Na carnaval begint voor katholieken traditioneel de vastentijd. De veertigdagentijd begint op Aswoensdag en duurt tot Pasen. Tegenwoordig zijn er amper nog katholieken te vinden die serieus vasten. Maar ook vroeger werden er trucjes bedacht om onder deze plicht uit te komen. Zo werden konijnenfoetussen bijvoorbeeld als eieren gezien.
In de vroege Middeleeuwen kende de Rooms-Katholieke kerk verspreid over het jaar veel meer vastendagen als tegenwoordig. Maar de regels waren niet altijd helder. De Italiaanse wijsgeer Thomas van Aquino was bijvoorbeeld van mening dat snoep wel was toegestaan, want dat moest beschouwd worden als medicatie en niet als voedsel.

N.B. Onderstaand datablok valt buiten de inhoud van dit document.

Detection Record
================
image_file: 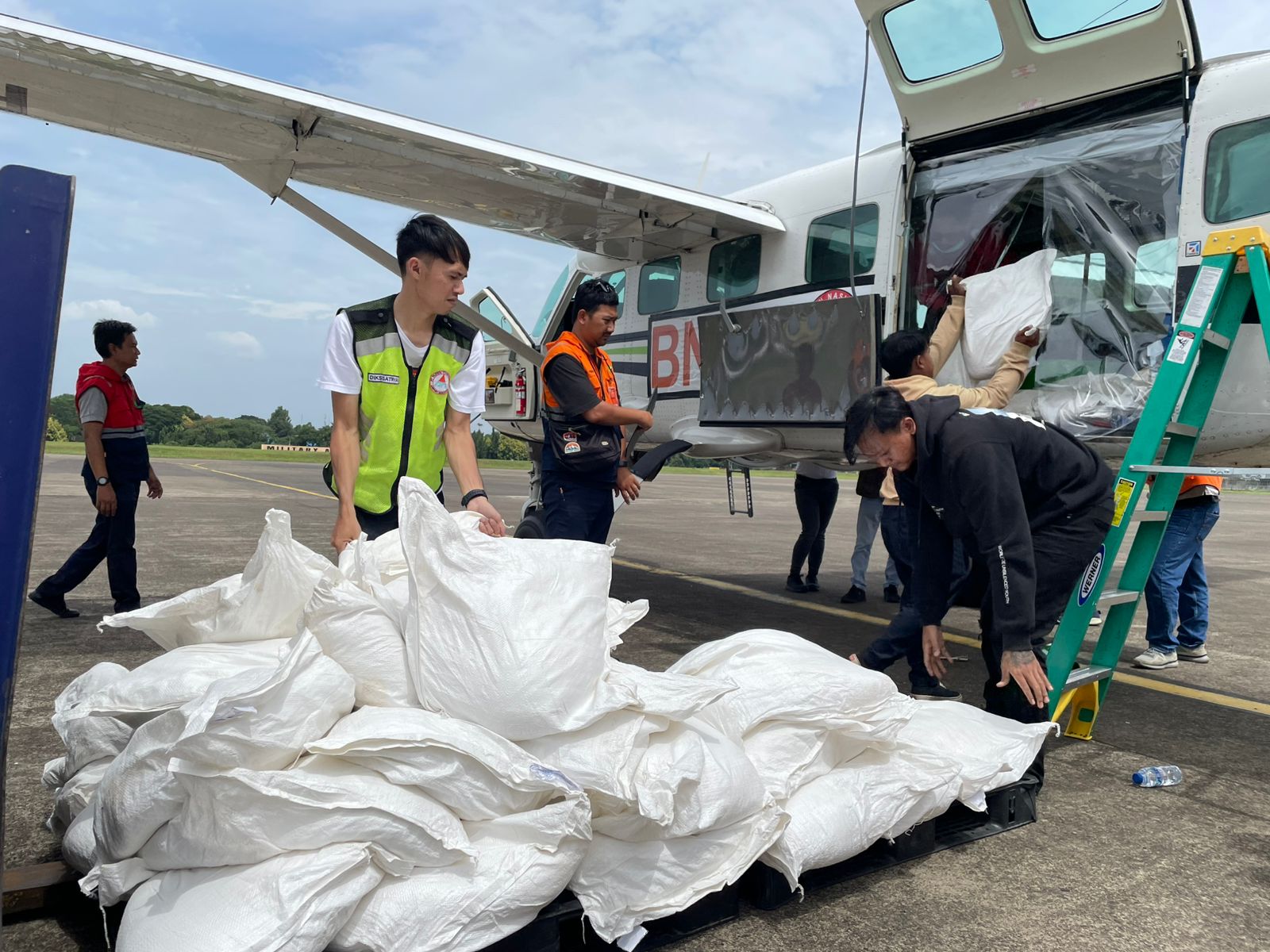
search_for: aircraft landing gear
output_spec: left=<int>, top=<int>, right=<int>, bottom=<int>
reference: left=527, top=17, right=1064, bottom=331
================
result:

Ook was het destijds wel toegestaan om vis en andere dieren die in en om het water leven te nuttigen. Ook eieren mochten gewoon gegeten worden. Slimme priesters wisten wel raad met deze liberale regels en verklaarden dat foetussen van hazen en konijnen (schijnbaar een delicatesse) eigenlijk eieren zijn. In kloosters werd daarom ook flink gefokt met konijnen. Op een gegeven moment stak het Vaticaan daar een stokje voor door de consumptie van álle eieren tot Pasen te verbieden.
Naar verluidt mochten de onweerstaanbare foetussen wel weer gegeten worden tijdens het bewind van paus Gregorius I. Deze kerkvorst zou verklaard hebben dat het foetus van een konijn als vis beschouwd moest worden, probleem opgelost!